Rappelons tout d’abord que nous sommes dans une réserve naturelle, au sein d’un parc naturel régional, sur un site qui a déjà beaucoup souffert d’une fréquentation intense et parfois désordonnée et qu’il convient d’en respecter intégralement la moindre végétation afin de la sauvegarder et de pouvoir transmettre ce patrimoine unique. Sachons regarder, observer, en prenant soin de ne pas abîmer, cueillir ou piétiner.
Comme sur le reste du massif des Hautes Vosges la végétation est en partie représentée par une flore alpine que, souvent, on ne rencontre, dans les Alpes mêmes, qu’aux environs de 2000 m (les Vosges ne culminent, au Grand Ballon précisément, qu’à 1424 m). Parmi les cesorophytes (plantes vivant sur les reliefs et en montagne) signalons les printanières, précoces, qui percent souvent les dernières neiges : corydale, scille, gagée, nivéole.
Elles sont liées au hêtre et profitent des forêts au feuillage encore dégarni qui leur permet de capter toute la lumière nécessaire à leur cycle de vie. Elles sont le plus souvent pollinisées par les insectes et disséminées par les fourmis. Beaucoup contiennent des alcaloïdes toxiques mais néanmoins, comme c’est souvent le cas, utilisées en pharmacie : celui contenu dans le bulbe des corydales, par exemple, est utilisé pour lutter contre la maladie de Parkinson.
Restons avec les belles toxiques et précoces : le bois joli se rencontrera fréquemment. Ses belles fleurs apparaissent avant les feuilles sur sa tige en rameau. L’on dit que les marcaires l’utilisaient pour régler leurs différends : plongée dans la source ou dans l’abreuvoir la plante intoxiquait (légèrement) le bétail du voisin…
Vers la fin du printemps les cohortes d’anémones pulsatiles annoncent l’exubérante floraison estivale (la saison est courte, l’automne et les premiers froids arrivant rapidement en montagne il faut hâter la reproduction) : renouée bistorte, trolle, adénostyle, aconit, phalangère, pédiculaire, potentille, fenouil des Alpes et genêt velu envahissent les sommets, les flancs, les combes, les chaumes, les rochers, chacune ayant son emplacement vital (son biotope), à l’exclusion de tout autre et, si telle plante est largement installée dans les combes humides et ombragées, il sera absolument impossible qu’elle s’implante dans une zone rocheuse exposée au sud.

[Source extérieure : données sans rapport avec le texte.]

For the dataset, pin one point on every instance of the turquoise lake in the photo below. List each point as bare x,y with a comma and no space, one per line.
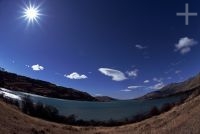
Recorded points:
102,111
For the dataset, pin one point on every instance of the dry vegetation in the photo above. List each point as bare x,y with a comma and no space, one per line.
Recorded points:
181,119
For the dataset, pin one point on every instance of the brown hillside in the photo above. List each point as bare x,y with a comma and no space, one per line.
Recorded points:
181,119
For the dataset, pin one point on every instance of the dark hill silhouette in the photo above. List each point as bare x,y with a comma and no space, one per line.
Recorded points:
175,88
16,82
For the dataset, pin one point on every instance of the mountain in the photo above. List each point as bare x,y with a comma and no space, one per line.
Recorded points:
16,82
105,98
182,119
175,88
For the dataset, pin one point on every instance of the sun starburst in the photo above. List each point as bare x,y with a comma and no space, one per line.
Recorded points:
31,13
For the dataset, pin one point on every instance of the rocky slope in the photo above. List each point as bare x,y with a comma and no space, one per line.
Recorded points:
182,119
16,82
175,88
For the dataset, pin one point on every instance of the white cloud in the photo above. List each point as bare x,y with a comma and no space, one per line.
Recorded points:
140,47
126,90
169,78
184,45
146,81
115,74
158,86
157,79
134,87
37,67
98,95
133,73
76,76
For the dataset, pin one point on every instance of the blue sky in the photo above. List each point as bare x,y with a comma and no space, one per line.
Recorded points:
117,48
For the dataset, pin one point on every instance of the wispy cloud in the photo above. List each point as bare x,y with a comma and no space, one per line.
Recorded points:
146,81
157,79
27,66
75,76
132,73
158,86
184,45
140,47
126,90
177,71
37,67
115,74
134,87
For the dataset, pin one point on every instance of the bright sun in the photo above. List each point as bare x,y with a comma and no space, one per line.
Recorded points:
31,13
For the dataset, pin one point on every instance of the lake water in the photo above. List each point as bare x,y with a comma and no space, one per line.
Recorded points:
102,111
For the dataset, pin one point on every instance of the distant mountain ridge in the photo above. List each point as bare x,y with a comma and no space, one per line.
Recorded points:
175,88
105,98
16,82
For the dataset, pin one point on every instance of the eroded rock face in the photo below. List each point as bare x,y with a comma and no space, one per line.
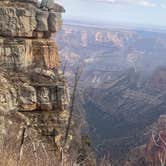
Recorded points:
34,98
25,30
154,152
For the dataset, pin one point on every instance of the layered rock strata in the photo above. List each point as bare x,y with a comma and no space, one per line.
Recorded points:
33,95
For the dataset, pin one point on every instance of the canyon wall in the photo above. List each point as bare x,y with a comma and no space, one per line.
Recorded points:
34,97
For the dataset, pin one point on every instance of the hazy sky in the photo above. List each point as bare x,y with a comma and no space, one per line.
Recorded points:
142,12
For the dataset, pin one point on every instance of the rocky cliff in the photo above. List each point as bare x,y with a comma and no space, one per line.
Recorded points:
33,94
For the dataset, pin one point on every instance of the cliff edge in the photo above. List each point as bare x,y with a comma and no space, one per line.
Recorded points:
34,96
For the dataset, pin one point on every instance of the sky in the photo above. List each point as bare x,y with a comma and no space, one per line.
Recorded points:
129,12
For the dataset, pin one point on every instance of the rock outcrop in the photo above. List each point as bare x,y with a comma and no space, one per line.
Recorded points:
154,152
33,94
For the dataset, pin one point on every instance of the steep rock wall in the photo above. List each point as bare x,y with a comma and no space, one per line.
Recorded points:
34,98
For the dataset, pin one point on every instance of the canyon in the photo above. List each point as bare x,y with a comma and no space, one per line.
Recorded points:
122,89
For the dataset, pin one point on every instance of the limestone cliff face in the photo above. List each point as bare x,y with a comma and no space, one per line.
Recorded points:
33,95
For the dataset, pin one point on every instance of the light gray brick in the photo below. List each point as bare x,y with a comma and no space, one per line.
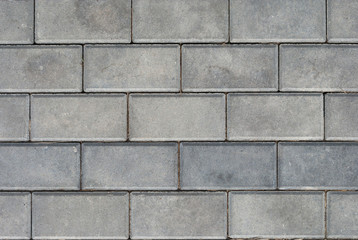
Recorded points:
212,166
276,215
342,21
78,117
83,21
73,215
275,117
15,215
140,68
178,215
342,215
277,21
162,117
14,117
318,68
180,21
318,166
130,166
341,115
41,69
228,68
16,21
39,166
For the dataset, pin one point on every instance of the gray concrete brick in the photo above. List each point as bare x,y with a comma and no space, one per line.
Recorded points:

D’autres fleurs, typiquement montagnardes et alpines, sont beaucoup plus rares mais l’on peut parfois admirer le tabouret qui fait des coussins de grappes serrées, ou l’androsace couleur de chair se serrant dans les failles rocheuses, l’élégant lis martagon, l’œillet superbe. Toutes ces espèces étant particulièrement rares, fragiles et protégées, sachons sauvegarder ce patrimoine, l’admirer ou le photographier, sans le cueillir et sans le piétiner… Parmi les espèces typiquement locales ou, parfois même, les raretés : la pensée des Vosges, l’unique station d’un myosotis odorant, l’épilobe de Durieu, la centaurée scabieuse, la mulgédie de Plumier, l’angélique des Pyrénées, l’épervière de Mougeot.